Autre facteur clé, la baisse drastique des ventes en raison des restrictions anti-covid décrétées dans les grands centres urbains, notamment à Sao Paulo, qui représente 23% des ventes de voitures neuves au Brésil, le plus grand marché d’Amérique du sud.
Selon Fenabrave, l'association des concessionnaires, entre janvier et février de cette année, environ 339.000 véhicules ont été vendus au Brésil, en baisse de 14% par rapport à la même période en 2020.
Ainsi, Jato Dynamics, fournisseur mondial de Business Intelligence, a revu son estimation du nombre de voitures qui devraient être vendues cette année au Brésil, qui dispose d’un capacité installée de 4,8 millions de véhicules par an, de 2,4 millions en début d'année à 2,1 millions à fin mars. En 2020, 1,95 million de véhicules avaient été vendus.
Pour d’autres spécialistes, même le chiffre de 2,1 millions n’est pas gagné d'avance, car tout dépendra de l’évolution de la pandémie et de la vaccination, et du temps que prendront les mesures de quarantaine.
La mise à l’arrêt de l’industrie automobile a affecté d’autres secteurs d’activités comme ceux du plastique, de l'acier laminé, des produits chimiques, des produits métalliques, des produits en caoutchouc, ce qui donne la mesure de l’importance du secteur et l’ampleur des dégâts.

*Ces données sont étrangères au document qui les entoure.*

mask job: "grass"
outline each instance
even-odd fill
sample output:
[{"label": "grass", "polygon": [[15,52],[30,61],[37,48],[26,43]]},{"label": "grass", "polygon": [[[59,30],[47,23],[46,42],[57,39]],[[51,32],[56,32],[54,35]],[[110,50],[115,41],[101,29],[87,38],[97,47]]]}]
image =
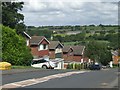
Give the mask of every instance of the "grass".
[{"label": "grass", "polygon": [[64,45],[74,45],[76,42],[64,42]]},{"label": "grass", "polygon": [[29,69],[29,68],[34,68],[31,66],[12,66],[12,69]]},{"label": "grass", "polygon": [[54,36],[61,36],[61,37],[65,37],[66,34],[54,34]]}]

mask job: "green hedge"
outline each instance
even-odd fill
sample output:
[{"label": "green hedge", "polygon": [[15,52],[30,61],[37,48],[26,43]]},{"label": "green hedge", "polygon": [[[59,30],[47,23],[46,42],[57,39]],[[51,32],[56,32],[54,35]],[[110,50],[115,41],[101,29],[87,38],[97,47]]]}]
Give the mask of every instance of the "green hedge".
[{"label": "green hedge", "polygon": [[2,60],[12,65],[30,65],[32,60],[30,49],[25,39],[17,35],[14,29],[2,26]]}]

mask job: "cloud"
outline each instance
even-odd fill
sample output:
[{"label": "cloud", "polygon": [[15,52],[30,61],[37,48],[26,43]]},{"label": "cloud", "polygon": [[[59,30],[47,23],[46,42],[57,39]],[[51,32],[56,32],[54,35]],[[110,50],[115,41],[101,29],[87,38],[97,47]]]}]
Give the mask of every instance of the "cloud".
[{"label": "cloud", "polygon": [[117,3],[103,0],[26,0],[21,13],[25,24],[32,26],[117,24],[118,21]]}]

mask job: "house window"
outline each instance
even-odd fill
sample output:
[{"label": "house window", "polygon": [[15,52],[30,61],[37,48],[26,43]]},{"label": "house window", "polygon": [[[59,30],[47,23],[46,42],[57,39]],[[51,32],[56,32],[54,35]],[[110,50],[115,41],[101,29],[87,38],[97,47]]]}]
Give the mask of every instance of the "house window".
[{"label": "house window", "polygon": [[43,44],[43,49],[47,49],[47,45],[46,44]]},{"label": "house window", "polygon": [[26,45],[29,46],[29,40],[26,40]]}]

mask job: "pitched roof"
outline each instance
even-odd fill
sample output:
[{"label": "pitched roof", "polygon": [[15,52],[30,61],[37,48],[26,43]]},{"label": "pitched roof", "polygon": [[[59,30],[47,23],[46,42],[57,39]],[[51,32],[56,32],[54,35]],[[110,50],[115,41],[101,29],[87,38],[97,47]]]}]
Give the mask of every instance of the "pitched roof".
[{"label": "pitched roof", "polygon": [[[63,52],[68,52],[70,48],[71,48],[71,46],[64,46]],[[72,48],[71,48],[71,49],[72,49]]]},{"label": "pitched roof", "polygon": [[30,39],[30,45],[39,45],[44,39],[49,43],[44,36],[32,36]]},{"label": "pitched roof", "polygon": [[27,34],[26,32],[23,32],[25,36],[27,36],[29,39],[31,39],[31,36]]},{"label": "pitched roof", "polygon": [[83,55],[85,46],[72,46],[74,55]]},{"label": "pitched roof", "polygon": [[115,55],[115,56],[118,56],[118,50],[112,51],[112,54]]},{"label": "pitched roof", "polygon": [[55,49],[58,45],[63,45],[59,41],[50,41],[49,49]]}]

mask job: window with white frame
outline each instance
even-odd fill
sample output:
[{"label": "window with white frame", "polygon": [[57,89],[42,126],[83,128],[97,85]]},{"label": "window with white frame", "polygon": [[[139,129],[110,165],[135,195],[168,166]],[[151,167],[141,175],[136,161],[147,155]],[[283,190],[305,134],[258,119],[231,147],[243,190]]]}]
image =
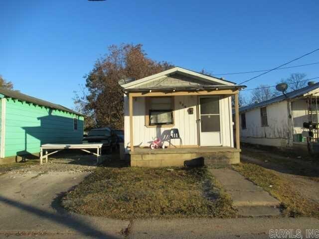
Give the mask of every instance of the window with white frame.
[{"label": "window with white frame", "polygon": [[151,97],[149,109],[149,125],[172,124],[172,97]]},{"label": "window with white frame", "polygon": [[78,129],[78,119],[73,118],[73,129],[77,130]]}]

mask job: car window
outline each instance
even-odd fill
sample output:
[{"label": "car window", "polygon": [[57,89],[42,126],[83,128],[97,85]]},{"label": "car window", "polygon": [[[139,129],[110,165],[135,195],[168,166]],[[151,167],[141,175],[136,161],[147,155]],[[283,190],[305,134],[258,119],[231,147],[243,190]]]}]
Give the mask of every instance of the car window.
[{"label": "car window", "polygon": [[107,130],[91,130],[88,136],[111,136],[111,132]]},{"label": "car window", "polygon": [[117,135],[124,135],[124,132],[123,130],[114,130],[115,134]]}]

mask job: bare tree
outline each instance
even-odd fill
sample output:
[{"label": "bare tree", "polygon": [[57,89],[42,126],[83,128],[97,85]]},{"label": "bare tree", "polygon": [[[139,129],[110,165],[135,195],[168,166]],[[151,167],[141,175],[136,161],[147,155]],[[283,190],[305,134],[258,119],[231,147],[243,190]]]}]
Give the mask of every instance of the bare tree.
[{"label": "bare tree", "polygon": [[252,91],[250,102],[251,104],[262,102],[270,100],[277,95],[276,90],[273,87],[266,85],[260,85],[257,89]]},{"label": "bare tree", "polygon": [[143,78],[173,66],[147,57],[142,44],[113,45],[108,49],[108,54],[98,59],[93,69],[85,77],[87,95],[78,95],[75,102],[93,119],[97,126],[122,128],[124,93],[118,81],[127,77]]},{"label": "bare tree", "polygon": [[3,87],[9,90],[13,90],[13,84],[10,81],[6,81],[3,79],[1,75],[0,75],[0,87]]},{"label": "bare tree", "polygon": [[307,82],[305,80],[306,76],[305,73],[293,73],[286,79],[282,79],[280,83],[287,84],[289,91],[296,91],[307,86]]}]

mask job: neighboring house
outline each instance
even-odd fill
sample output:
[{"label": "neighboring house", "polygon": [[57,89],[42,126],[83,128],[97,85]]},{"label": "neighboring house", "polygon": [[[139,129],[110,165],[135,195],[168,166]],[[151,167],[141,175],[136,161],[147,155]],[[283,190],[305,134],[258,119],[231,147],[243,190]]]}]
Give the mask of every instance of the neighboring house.
[{"label": "neighboring house", "polygon": [[[238,103],[244,86],[180,67],[129,81],[119,82],[125,92],[124,146],[131,166],[180,166],[196,158],[239,162],[231,96]],[[180,139],[171,139],[168,145],[172,128],[179,131]],[[148,148],[155,137],[166,148]]]},{"label": "neighboring house", "polygon": [[[306,87],[241,107],[239,111],[242,142],[307,150],[309,133],[304,123],[318,124],[319,83],[310,82]],[[316,143],[318,133],[316,129],[313,132]]]},{"label": "neighboring house", "polygon": [[44,143],[81,143],[81,114],[2,88],[0,102],[0,164],[30,158]]}]

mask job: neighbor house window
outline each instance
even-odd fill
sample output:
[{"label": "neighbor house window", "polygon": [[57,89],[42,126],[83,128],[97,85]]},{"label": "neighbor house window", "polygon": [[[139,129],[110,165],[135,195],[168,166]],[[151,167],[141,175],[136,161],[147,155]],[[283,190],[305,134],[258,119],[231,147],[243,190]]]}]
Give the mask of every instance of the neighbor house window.
[{"label": "neighbor house window", "polygon": [[149,106],[149,125],[173,123],[172,97],[150,97],[146,100]]},{"label": "neighbor house window", "polygon": [[73,129],[75,130],[78,129],[78,119],[76,118],[73,119]]},{"label": "neighbor house window", "polygon": [[267,121],[267,110],[266,107],[260,108],[260,117],[261,118],[261,126],[268,126]]},{"label": "neighbor house window", "polygon": [[245,113],[241,115],[241,128],[245,129],[246,128],[246,114]]}]

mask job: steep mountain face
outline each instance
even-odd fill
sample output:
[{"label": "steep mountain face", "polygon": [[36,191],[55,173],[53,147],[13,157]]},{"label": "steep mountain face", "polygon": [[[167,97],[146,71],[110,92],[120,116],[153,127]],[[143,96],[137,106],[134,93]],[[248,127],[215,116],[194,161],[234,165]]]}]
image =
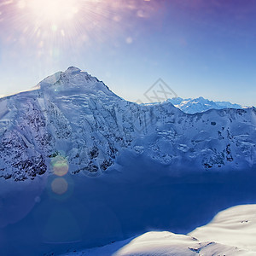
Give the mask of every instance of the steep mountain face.
[{"label": "steep mountain face", "polygon": [[176,108],[187,113],[195,113],[204,112],[209,109],[224,109],[224,108],[244,108],[238,104],[233,104],[229,102],[212,102],[203,97],[196,99],[183,99],[180,97],[169,99],[168,102],[173,104]]},{"label": "steep mountain face", "polygon": [[0,99],[2,178],[33,179],[56,166],[100,175],[124,149],[177,170],[252,167],[256,109],[192,115],[171,102],[140,106],[73,67]]}]

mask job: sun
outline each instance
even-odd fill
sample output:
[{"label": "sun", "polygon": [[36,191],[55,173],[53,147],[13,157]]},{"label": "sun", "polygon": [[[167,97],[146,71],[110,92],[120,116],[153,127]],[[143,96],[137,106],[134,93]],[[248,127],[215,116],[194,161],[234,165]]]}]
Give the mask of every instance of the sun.
[{"label": "sun", "polygon": [[18,7],[41,26],[72,22],[79,11],[79,0],[20,0]]}]

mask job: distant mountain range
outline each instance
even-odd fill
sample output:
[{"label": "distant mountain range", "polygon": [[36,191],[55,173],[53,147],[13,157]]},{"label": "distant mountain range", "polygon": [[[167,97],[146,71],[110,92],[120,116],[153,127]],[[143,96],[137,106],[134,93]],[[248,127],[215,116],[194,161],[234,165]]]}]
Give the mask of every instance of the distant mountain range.
[{"label": "distant mountain range", "polygon": [[213,102],[199,97],[195,99],[183,99],[180,97],[169,99],[167,101],[187,113],[195,113],[204,112],[209,109],[224,109],[224,108],[247,108],[239,104],[233,104],[229,102]]},{"label": "distant mountain range", "polygon": [[124,149],[173,168],[255,165],[254,108],[190,115],[172,104],[188,113],[241,107],[203,98],[141,106],[71,67],[33,90],[0,99],[0,177],[33,179],[59,162],[73,174],[99,175]]}]

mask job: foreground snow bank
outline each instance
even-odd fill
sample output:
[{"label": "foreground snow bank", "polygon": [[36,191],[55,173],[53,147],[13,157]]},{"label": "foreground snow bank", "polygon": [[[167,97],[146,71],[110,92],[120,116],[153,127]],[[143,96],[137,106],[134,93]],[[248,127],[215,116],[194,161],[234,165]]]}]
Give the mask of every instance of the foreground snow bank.
[{"label": "foreground snow bank", "polygon": [[221,212],[187,236],[148,232],[133,240],[63,255],[255,255],[255,235],[256,205],[246,205]]}]

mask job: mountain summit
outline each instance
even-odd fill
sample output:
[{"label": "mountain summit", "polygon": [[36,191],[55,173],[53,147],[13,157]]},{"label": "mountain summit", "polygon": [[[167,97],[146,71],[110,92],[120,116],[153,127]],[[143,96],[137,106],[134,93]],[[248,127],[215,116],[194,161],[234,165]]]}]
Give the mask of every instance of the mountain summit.
[{"label": "mountain summit", "polygon": [[46,78],[38,88],[44,92],[52,93],[54,90],[62,95],[86,93],[114,96],[103,82],[75,67],[69,67],[65,72],[58,72]]},{"label": "mountain summit", "polygon": [[59,162],[98,176],[127,151],[170,172],[248,169],[255,138],[254,108],[191,115],[171,102],[141,106],[73,67],[0,99],[0,177],[15,181],[51,175]]}]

Le coup le plus dur subi par le Brésil reste le départ du constructeur américain Ford, qui a annoncé en janvier qu’il quittait le pays en licenciant 5.000 salariés. "Ford va cesser la production (...), la pandémie n'a fait qu'augmenter la capacité de production inutilisée et la réduction des ventes a provoqué des années de pertes significatives", a expliqué l’entreprise qui devrait ainsi réaliser 4,1 milliards de dollars d’économies.
Le président brésilien Jair Bolsonaro a accusé Ford, qui ne touchera pas à ses usines en Argentine et en Uruguay, d'avoir menti sur la raison. Pour lui, le constructeur américain a décidé de mettre fin à un siècle d’activités au Brésil, car il n’est pas parvenu à engranger "plus de subventions".
Le Brésil, qui est tombé au 9è rang mondial après une chute de 31,6% de la production en 2020, parie sur une croissance de 25% cette année pour redresser la barre, mais cela dépendrait de l’évolution de la pandémie et de la campagne de vaccination contre un virus qui a déjà fait près de 360.000 morts.